Recent reports in oncological and non-oncological experimental setups provide strong evidence that senescent cells are under the surveillance of CD8 T cell-mediated adaptive immunity. These new data also shed light on the mechanisms that sensitize senescent cells to CD8 T cell-dependent killing, as well as those that enable senescent cells to evade CD8 T cell immunosurveillance. Understanding the interplay between cellular senescence and the adaptive immune system may open new strategies to ameliorate aging and aging-associated diseases.
Cellular senescence is a non-apoptotic response to stress and damage that profoundly changes several aspects of normal cellular biology. In young, healthy, organisms, senescent cells are efficiently cleared by the immune system. However, upon aging or in immunodeficient or immunosuppressive contexts, senescent cells may accumulate and contribute to systemic aging and multiple pathologies1. Moreover, in response to cancer chemotherapy, senescent cells increase across the organism and intratumorally, where they can favor tumor progression by modifying the intratumoral microenvironment and interacting with the immune system2.
The alterations that characterize the process of cellular senescence equip senescent cells with the ability to engage in an extensive dialog with host leukocytes3,4. On the one hand, the secretion of soluble mediators by senescent cells (henceforth referred to as “senescence-associated secretory phenotype” or SASP) promotes the chemoattraction and activation of immune cells. The SASP is highly dynamic and context-dependent, instigating immune responses that can range from pro- to anti-inflammatory3. On the other hand, immune cells can influence the process of senescence, including the promotion of senescence and, its opposite, its clearance. There is compelling evidence supporting the concept that specific immune cells (e.g., neutrophils, CD4 T cells) promote the induction of senescence in normal and cancer cells both at the tissue and systemic levels5,6,7,8. In addition immune cells can eliminate senescent cells from tissues9. An ample body of literature links innate immune cells (e.g., NK cells, iNKT cells, macrophages, and neutrophils) to the elimination of senescent cells in both physiological and pathological circumstances10,11,12,13. Conversely, the signals that enable senescent cells to bypass the control of the innate immune system are also being unveiled, such as the upregulation of the non-canonical MHC-I molecule HLA-E14. Despite these important advances, the potential connections between senescent cells and the CD8 T cell arm of adaptive immunity have remained largely unexplored.

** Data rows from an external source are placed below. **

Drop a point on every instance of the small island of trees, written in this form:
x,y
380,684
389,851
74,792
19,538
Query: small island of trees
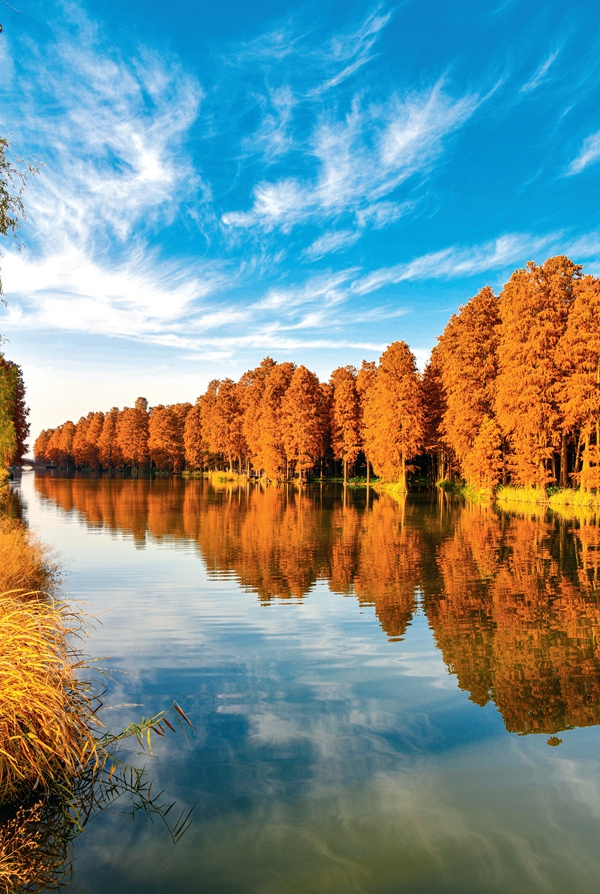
x,y
511,394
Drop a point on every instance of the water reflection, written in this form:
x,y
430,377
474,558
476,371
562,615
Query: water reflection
x,y
512,599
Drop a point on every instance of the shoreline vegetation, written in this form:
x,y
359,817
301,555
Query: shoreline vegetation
x,y
59,767
510,398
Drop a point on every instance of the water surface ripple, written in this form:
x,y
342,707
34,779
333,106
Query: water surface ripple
x,y
373,683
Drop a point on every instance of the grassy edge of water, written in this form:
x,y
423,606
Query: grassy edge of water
x,y
561,500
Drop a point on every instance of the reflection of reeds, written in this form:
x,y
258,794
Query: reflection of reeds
x,y
55,760
45,712
529,495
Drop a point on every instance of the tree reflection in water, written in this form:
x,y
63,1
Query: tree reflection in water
x,y
512,600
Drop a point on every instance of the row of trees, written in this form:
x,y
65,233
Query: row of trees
x,y
277,419
14,428
513,385
511,393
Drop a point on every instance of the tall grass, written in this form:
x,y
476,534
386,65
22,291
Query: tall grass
x,y
510,494
559,499
56,761
44,712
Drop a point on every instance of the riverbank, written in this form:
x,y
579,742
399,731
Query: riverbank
x,y
559,499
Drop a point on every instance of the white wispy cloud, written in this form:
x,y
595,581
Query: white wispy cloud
x,y
116,168
587,155
360,160
541,73
453,262
333,241
353,50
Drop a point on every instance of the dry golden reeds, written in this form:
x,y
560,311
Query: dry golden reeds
x,y
44,716
24,562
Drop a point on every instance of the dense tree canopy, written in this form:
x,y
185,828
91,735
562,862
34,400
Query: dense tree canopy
x,y
511,393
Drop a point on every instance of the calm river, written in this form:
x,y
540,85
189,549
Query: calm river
x,y
387,697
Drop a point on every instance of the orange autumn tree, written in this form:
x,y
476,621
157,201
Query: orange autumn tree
x,y
225,434
192,438
394,414
110,455
250,390
579,394
63,451
365,380
484,463
85,442
534,307
345,416
40,447
467,357
270,455
132,434
165,439
302,431
440,456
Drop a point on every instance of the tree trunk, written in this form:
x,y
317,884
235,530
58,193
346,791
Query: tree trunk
x,y
585,464
564,478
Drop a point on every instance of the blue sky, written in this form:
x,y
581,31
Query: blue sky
x,y
228,180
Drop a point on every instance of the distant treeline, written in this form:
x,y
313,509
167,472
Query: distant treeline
x,y
14,428
511,393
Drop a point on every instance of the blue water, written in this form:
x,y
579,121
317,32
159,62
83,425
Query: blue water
x,y
330,653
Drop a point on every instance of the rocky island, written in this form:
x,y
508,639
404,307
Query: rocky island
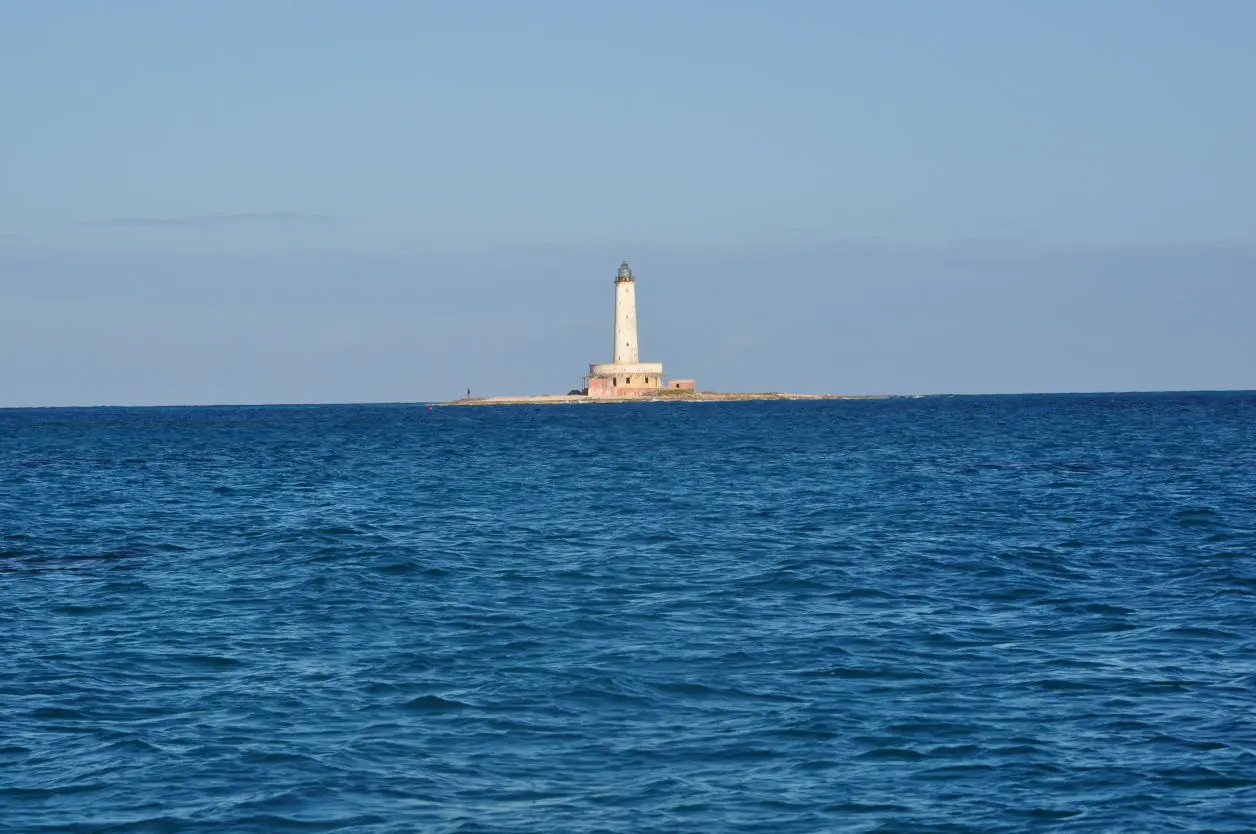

A series of recent works contribute to shed new light on the multipronged interactions between senescent cells and CD8 T cells.
In two back-to-back articles published in Cancer Discovery, the laboratory of Scott Lowe and our laboratories provide mechanistic insights into the crosstalk between senescent cells and CD8 T cell-dependent adaptive immunity15,16. Both studies report that senescent cells are characterized by an elevated expression of MHC-I together with the molecular machinery required for the processing and presentation of antigens, rendering senescent cells highly sensitive to recognition and killing by CD8 T cells. Using various models of therapy-induced senescence in normal and neoplastic cells in vitro, Marin et al.15 found that MHC-I upregulation depends upon an intact paracrine type I interferon signaling, in thus far as IFN-I blockade or JAK inhibition blunts the effect. In addition, using primary human cancer cells and their autologous T-cell infiltrating lymphocytes (TILs), they demonstrate in ex vivo co-culture experiments that senescent cancer cells are superior in stimulating reactive TILs compared to their parental non-senescent cancer cells15. In Chen et al.16, they use a p53-deficient liver cancer model that undergoes senescence upon restoration of p53 using genetic tools. Interestingly, the induction of senescence in this in vivo model promotes the expression of IFNGR1. In turn, this enhances the capacity of senescent cells to respond to the IFN-γ produced by tumor-associated macrophages recruited in a SASP-dependent manner. The activation of IFN signaling is propaedeutic for MHC-I overexpression and subsequent CD8 T cell mediated killing16. These results are further supported by a recent preprint by Di Micco and colleagues who also report high levels of MHC-I in chemotherapy-treated primary human senescent leukemia cells17. Also, these findings are aligned with previous data from the Van Deursen and Schmitt labs placing macrophages at the interface between stressed/senescent cells and CD8 T cell mediated clearance18,19.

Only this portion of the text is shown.